Speaking at a breakfast hosted by the South African Chamber of Commerce and Industry in Johannesburg last week, Van Schalkwyk noted that at any given moment, three-quarters of all tourists in the country were South Africans.
Addressing the cost barriers
With non-travelling South Africans having indicated that they could not afford to travel or were not aware of accessible offerings, the sector had to work harder to address these information and cost barriers, the minister said.
“Through a partnership with the Industrial Development Corporation (IDC) we have commissioned a feasibility study for a pilot budget resort chain aimed at an under-served market segment of would-be travellers earning less than R5 000 a month.
“We have also commissioned an audit of underused state assets and properties that could be developed into tourist attractions and facilities.”
The new domestic marketing campaign – dubbed “Nothing’s More Fun than a Sho’t Left” – also tackles the affordability challenge, while seeking to “bring the fun back to travel”.
In a statement on Wednesday, the South African Tourism said the campaign’s television commercials, flighting from the beginning of September, would remind South Africans “that taking a holiday, even for a night or two, gives benefits that endure: great memories, quality time with loved ones, well-deserved escapes from dull routine, and a chance to experience new places, new people and new things”.
The campaign also offers a number of holiday package deals designed, in partnership with South African Tourism’s travel partners, to deliver “fun, easy, accessible and affordable holidays”.
In his breakfast address earlier this month, Van Schalkwyk said that tourism was a vital contributor to the South African economy, contributing more to gross domestic product (GDP) than, for instance, the automotive industry, and sustaining more direct and indirect jobs than the mining industry.

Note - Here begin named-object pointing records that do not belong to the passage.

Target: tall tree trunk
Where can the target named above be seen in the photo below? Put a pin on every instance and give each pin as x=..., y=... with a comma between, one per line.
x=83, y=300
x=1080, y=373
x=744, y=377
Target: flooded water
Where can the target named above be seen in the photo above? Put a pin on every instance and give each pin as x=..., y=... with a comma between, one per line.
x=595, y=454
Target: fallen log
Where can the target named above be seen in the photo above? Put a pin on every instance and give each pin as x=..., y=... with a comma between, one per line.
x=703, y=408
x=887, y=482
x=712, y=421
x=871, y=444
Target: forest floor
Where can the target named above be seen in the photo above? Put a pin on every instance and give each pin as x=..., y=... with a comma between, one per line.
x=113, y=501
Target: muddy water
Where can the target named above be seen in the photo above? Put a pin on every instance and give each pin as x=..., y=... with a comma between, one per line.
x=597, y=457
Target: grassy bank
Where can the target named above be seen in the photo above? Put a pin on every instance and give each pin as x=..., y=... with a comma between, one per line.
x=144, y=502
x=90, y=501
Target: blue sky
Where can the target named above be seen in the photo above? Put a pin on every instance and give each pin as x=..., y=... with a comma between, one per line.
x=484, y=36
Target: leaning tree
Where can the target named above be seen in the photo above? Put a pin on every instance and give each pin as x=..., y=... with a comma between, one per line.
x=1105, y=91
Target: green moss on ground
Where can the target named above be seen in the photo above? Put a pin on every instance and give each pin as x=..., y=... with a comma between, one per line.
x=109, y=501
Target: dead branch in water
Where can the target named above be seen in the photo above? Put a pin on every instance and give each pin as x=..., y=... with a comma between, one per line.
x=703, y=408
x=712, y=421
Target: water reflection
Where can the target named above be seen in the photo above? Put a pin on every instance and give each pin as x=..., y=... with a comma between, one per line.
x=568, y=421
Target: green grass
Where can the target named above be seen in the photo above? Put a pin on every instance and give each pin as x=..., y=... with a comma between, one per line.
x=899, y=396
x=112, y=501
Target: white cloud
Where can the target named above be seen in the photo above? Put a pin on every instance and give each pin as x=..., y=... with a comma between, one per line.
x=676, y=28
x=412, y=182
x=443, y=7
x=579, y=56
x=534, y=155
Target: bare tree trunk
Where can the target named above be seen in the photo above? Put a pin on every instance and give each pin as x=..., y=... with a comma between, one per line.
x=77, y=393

Tourism’s direct contribution to the country’s gross domestic product (GDP) grew to R84-billion in 2011, with the combined direct and indirect contribution making up 9% of GDP, Van Schalkwyk said. At the same time, tourism directly and indirectly sustained 9% of employment in the country, which amounted to one in every 11 jobs.
Shifting global patterns
On the international front, Van Schalkwyk said that while the UK continued to be South Africa’s biggest overseas tourism market, followed by the US and Germany, China was now the country’s fourth-largest overseas tourism market, up from eighth place two years ago.
“In our international market segmentation we recognise that a tectonic shift is under way as economic and political power is moving from the North to the South and from the West to the East.”
He said that while the established markets would remain critical for years to come, the changing contours of wealth and power in the world could not be ignored: it was expected that within two years, inbound tourism to emerging market destinations would exceed that of the advanced economies.
South African Tourism had invested ahead of return in some of these emerging markets, the minister said, and these were now delivering a much greater share of the industry’s income.
In 2012, particularly strong growth was recorded from the Asian market, which saw an increase of 34% in arrivals, and in the Central and South American market, which saw a 37% increase.
“We should still do much more to market ourselves as an emerging economy to established markets, but also to other emerging markets, such as China, that are becoming significant tourism spenders.”
Referring to global air traffic, Van Schalkwyk pointed out that there was major potential for the development of a South-South corridor that would reflect contemporary trade and other economic realities.
“We believe that OR Tambo International Airport in Johannesburg is ideally positioned to be a major hub on such a corridor, for passengers to travel, for example, from South America to India.”